For instance, if I want to keep something secure from you until tomorrow a 512-bit key is easily adequate. If I want to keep it secure for twenty years from the likes of me, a 1024-bit key is probably inadequate.

"Soon enough" is very context-dependent.

Paul

[3.14159]

Quote:

Because the odds aren't 1 in 58720, they vary from as good as 1 in 19173 for k = 5 to as poor as 1 in 50035 for k = 69984.

I made my estimate based on 1/log(x): So I simply did: 1/log(70000 * 1296⁸¹⁹² + 1), which was about 1 in 58720.

Also: Making a (nextSPRP(n)) function, to compare it to the (nextprime(n)) function.

[CRGreathouse]

Quote:

Originally Posted by 3.14159

I made my estimate based on 1/log(x): So I simply did: 1/log(70000 * 1296⁸¹⁹² + 1), which was about 1 in 58720.

I used a more sophisticated estimate. I originally said around 4, but the truth is probably closer to 3.5; I'll need to check more carefully to get good results.

[3.14159]

Added a help option to the isSPRP test:
"A pseudoprimality test which employs trial division to 1000003, then performs a Miller-Rabin primality test using a random base between 1 and n, if b=x is omitted. If b=x is present, it will perform a Miller-Rabin test using base x."

[CRGreathouse]

Quote:

Originally Posted by 3.14159

Added a help option to the isSPRP test:
"A pseudoprimality test which employs trial division to 1000003, then performs a Miller-Rabin primality test using a random base between 1 and n, if b=x is omitted. If b=x is present, it will perform a Miller-Rabin test using base x."

That refers to this code?

Code:

isSPRP(n,b=2) = {
forprime(p=2, nextprime(10^6),
if(n%p==0,return(p))
);
my(s=valuation(n-1,2),d=n>>s);
n = Mod(b, n)^d;
if (n == 1, return(n));
while(s--,
if (n == -1, return(n));
n = n^2;
);
n == -1
};

You should, at the least, explain what the return values mean in the help entry. Also, "then performs a Miller-Rabin primality test using a random base between 1 and n, if b=x is omitted" is false for the above code.

[3.14159]

Quote:

You should, at the least, explain what the return values mean in the help entry. Also, "then performs a Miller-Rabin primality test using a random base between 1 and n, if b=x is omitted" is false for the above code.

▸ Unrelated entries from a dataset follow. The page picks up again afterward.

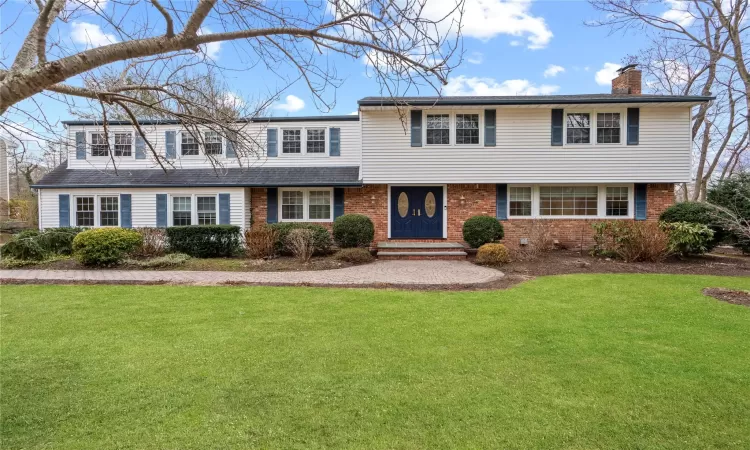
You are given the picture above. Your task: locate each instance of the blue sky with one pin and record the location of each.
(511, 47)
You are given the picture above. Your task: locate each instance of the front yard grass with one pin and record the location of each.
(578, 361)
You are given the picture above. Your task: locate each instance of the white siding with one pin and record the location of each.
(350, 148)
(524, 155)
(143, 208)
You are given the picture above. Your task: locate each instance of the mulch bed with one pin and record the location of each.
(729, 296)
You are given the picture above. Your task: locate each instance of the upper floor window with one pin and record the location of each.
(291, 141)
(579, 128)
(467, 128)
(608, 128)
(212, 141)
(99, 144)
(123, 144)
(438, 129)
(316, 140)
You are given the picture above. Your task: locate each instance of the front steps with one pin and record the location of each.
(398, 250)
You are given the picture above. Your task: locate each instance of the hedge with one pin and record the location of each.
(205, 241)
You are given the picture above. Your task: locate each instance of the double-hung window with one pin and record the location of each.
(306, 205)
(123, 144)
(438, 129)
(291, 141)
(99, 144)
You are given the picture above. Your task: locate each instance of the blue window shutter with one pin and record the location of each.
(126, 217)
(416, 128)
(634, 122)
(641, 206)
(272, 142)
(335, 148)
(557, 124)
(80, 145)
(272, 205)
(338, 202)
(64, 210)
(170, 139)
(502, 201)
(224, 209)
(161, 210)
(490, 127)
(140, 147)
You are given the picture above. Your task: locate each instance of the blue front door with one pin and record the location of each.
(416, 212)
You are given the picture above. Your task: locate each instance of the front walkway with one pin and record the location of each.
(404, 273)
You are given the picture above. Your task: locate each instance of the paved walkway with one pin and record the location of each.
(428, 273)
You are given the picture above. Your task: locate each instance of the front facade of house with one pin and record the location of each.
(418, 167)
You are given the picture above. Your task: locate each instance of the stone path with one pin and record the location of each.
(427, 273)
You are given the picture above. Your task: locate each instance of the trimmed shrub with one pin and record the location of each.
(321, 236)
(105, 246)
(688, 238)
(261, 242)
(301, 243)
(353, 230)
(205, 241)
(695, 212)
(354, 255)
(480, 230)
(492, 255)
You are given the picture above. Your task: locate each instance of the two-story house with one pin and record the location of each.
(417, 166)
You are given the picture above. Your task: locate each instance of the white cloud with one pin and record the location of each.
(608, 73)
(553, 70)
(679, 13)
(90, 34)
(475, 58)
(292, 103)
(462, 85)
(485, 19)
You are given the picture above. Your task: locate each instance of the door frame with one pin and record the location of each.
(445, 204)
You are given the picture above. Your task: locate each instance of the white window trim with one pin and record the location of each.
(193, 207)
(592, 126)
(305, 204)
(601, 199)
(111, 144)
(97, 209)
(452, 130)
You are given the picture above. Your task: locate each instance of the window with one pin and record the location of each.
(438, 129)
(617, 201)
(206, 210)
(181, 211)
(579, 128)
(608, 128)
(316, 140)
(108, 212)
(467, 128)
(99, 144)
(291, 141)
(320, 205)
(189, 145)
(84, 211)
(520, 201)
(212, 140)
(123, 144)
(292, 205)
(568, 200)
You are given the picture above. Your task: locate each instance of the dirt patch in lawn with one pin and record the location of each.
(729, 295)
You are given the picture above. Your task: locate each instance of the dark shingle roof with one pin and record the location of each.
(533, 99)
(62, 177)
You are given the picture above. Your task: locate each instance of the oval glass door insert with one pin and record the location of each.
(429, 204)
(403, 204)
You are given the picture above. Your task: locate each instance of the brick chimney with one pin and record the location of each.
(628, 81)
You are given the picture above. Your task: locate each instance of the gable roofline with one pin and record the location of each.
(346, 118)
(533, 100)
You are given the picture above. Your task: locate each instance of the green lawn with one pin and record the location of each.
(585, 361)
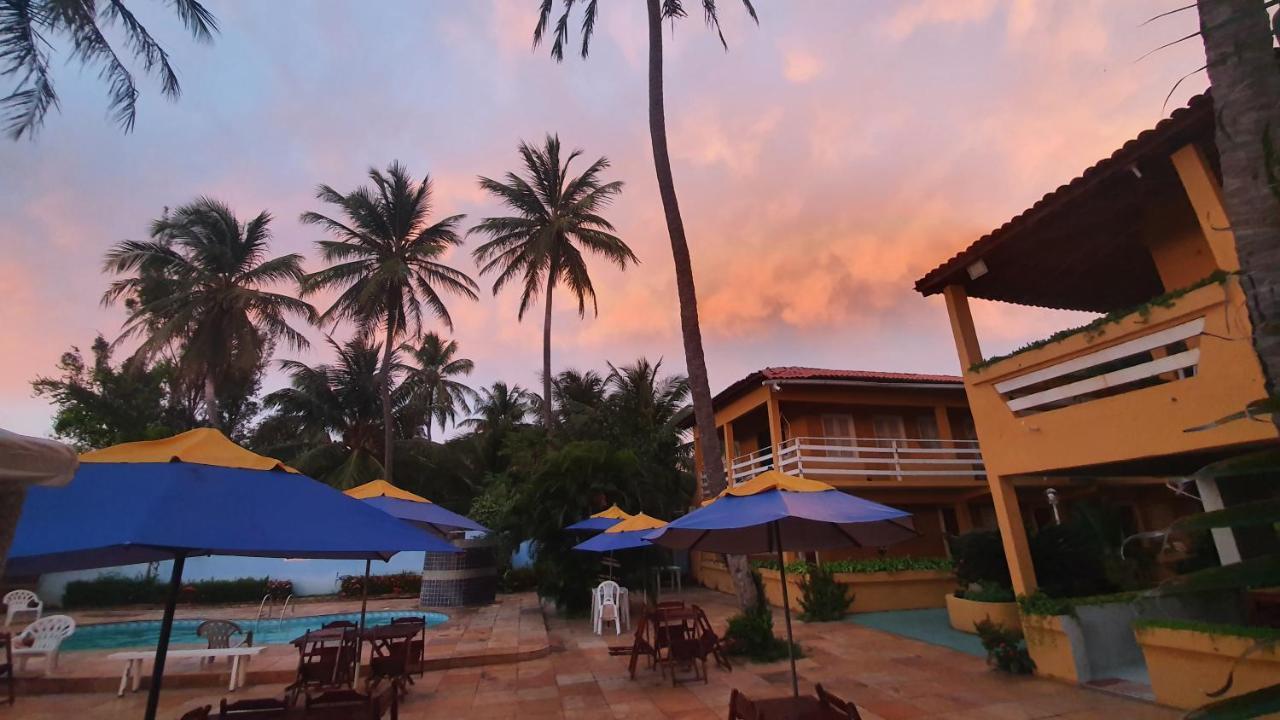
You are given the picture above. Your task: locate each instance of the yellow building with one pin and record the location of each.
(899, 438)
(1142, 238)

As I posted earlier on, I changed it to (random(n)), which means it now uses random bases.

[axn]

Quote:

Originally Posted by 3.14159

I made my estimate based on 1/log(x): So I simply did: 1/log(70000 * 1296⁸¹⁹² + 1), which was about 1 in 58720

Since you're only considering odd integers, you can immediately double that estimation. So 1 in 29000. Then consider the fact that no factor of 1296 can be a factor of the number. This rules out 3 as a factor. So you can multiply the probability estimate by another 1.5. So 1 in 20000. That should be "good enough for government purposes".

[3.14159]

Quote:

Since you're only considering odd integers, you can immediately double that estimation. So 1 in 29000. Then consider the fact that no factor of 1296 can be a factor of the number. This rules out 3 as a factor. So you can multiply the probability estimate by another 1.5. So 1 in 20000. That should be "good enough for government purposes".

Well, that bumps the amount of primes I'll find to at most three or four. 1/58720 * 2 = 1/29360
1/29360 * 1.5 = 1/19573. Surprisingly, just as CRG guessed earlier on.

[CRGreathouse]

Quote:

Originally Posted by 3.14159

As I posted earlier on, I changed it to (random(n)), which means it now uses random bases.

Ah. In that case "If b=x is present, it will perform a Miller-Rabin test using base x." is incorrect.

(Very minor point: you shouldn't really allow bases 0 or 1.)

[CRGreathouse]

Quote:

Originally Posted by 3.14159

Well, that bumps the amount of primes I'll find to at most three or four. 1/58720 * 2 = 1/29360
1/29360 * 1.5 = 1/19573. Surprisingly, just as CRG guessed earlier on.

If you look at the code I posted, I take into account 2, 3, and up to four other primes. So it should be no surprise....

I also took into account smaller factors, like adding the constant 1 to the log and using the actual k values rather than just 7000; these only increase the denominator by ~9 in the extreme case, though, so not a big deal.